As Jared Harris knows, Season 2 of Apple TV+’s “Foundation” begins a mere “130 years later,” amid the fall of the Galactic Empire.
In this epic adaptation of Isaac Asimov’s stories, a band of exiles journey to rebuild civilization. Harris, 61, stars as mathematician Hari Seldon whose psychohistory predicts the future of populations. He is able to see the changes that mean instead of a 30,000 year gap before a 2nd Empire rises, Hari predicts just 1,000 years. At last season’s end Hari, now a second digital copy of the original, hopes to forge a new civilization.
Although Asimov’s original trilogy was published in the 1950s, Harris wasn’t constricted by the author’s vision in creating his own version of the mathematical seer.
“I read all the Isaac Asimov novels. Hari disappears from the narrative after the second short story. So in terms of being informed by the books, as the series is tracking that progress, there is nothing in the books that talks about how people talk about him,” Harris said in a Zoom interview.
“I also looked at the great mathematical and scientific geniuses and formed an idea of who Hari was. I also looked at the great geniuses that existed in art because, as you know, genius has a specific mentality.”
In showbusiness you don’t need to be a genius to create a successful career but you need to work hard. It’s hardly accidental Harris, the middle of three sons of the revered Irish actor Richard Harris (“Camelot,” Harry Potter’s Professor Albus Dumbledore), starred in two titans of 21st century television: his Emmy-nominated work in “Mad Men” and his BAFTA-winning Best Actor for HBO’s Emmy-winning “Chernobyl.”
“I’m lucky enough to work with fantastic talents. It starts with the writers on the ground and the thing that they have in common is that they’re trying to tell the story through the demands and needs of the characters.
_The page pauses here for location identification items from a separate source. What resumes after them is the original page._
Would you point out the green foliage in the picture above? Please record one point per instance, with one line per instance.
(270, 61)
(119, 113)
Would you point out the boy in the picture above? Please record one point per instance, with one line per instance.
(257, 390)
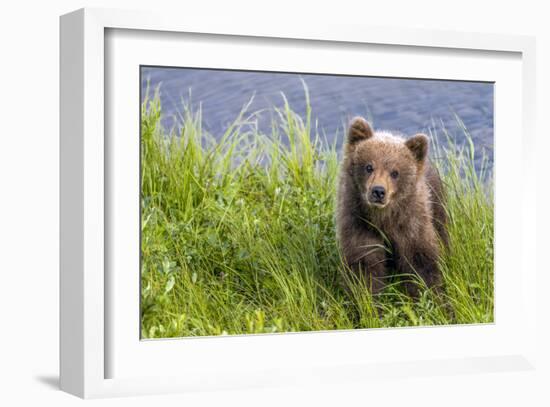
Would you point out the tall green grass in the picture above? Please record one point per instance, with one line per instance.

“David’s sort of superpower,” he said of the series’ co-creator David S. Goyer, “is that he’s able to spin fantastic plots, and they are absolutely fascinating. It’s a great facility to do this type of storytelling.’
And Harris’ input is encouraged: “We talk about the things that work for me and things that didn’t. There’s a willingness to take ideas onboard.”
Because Harris’ job is to become, at least on camera, a highly complicated character – and for months at a time, he knows, “You have to protect yourself. You have to find somewhere else to go during the day when you don’t need to be ‘present.’ But you can’t go so far away that you lose sight of what you’re doing.”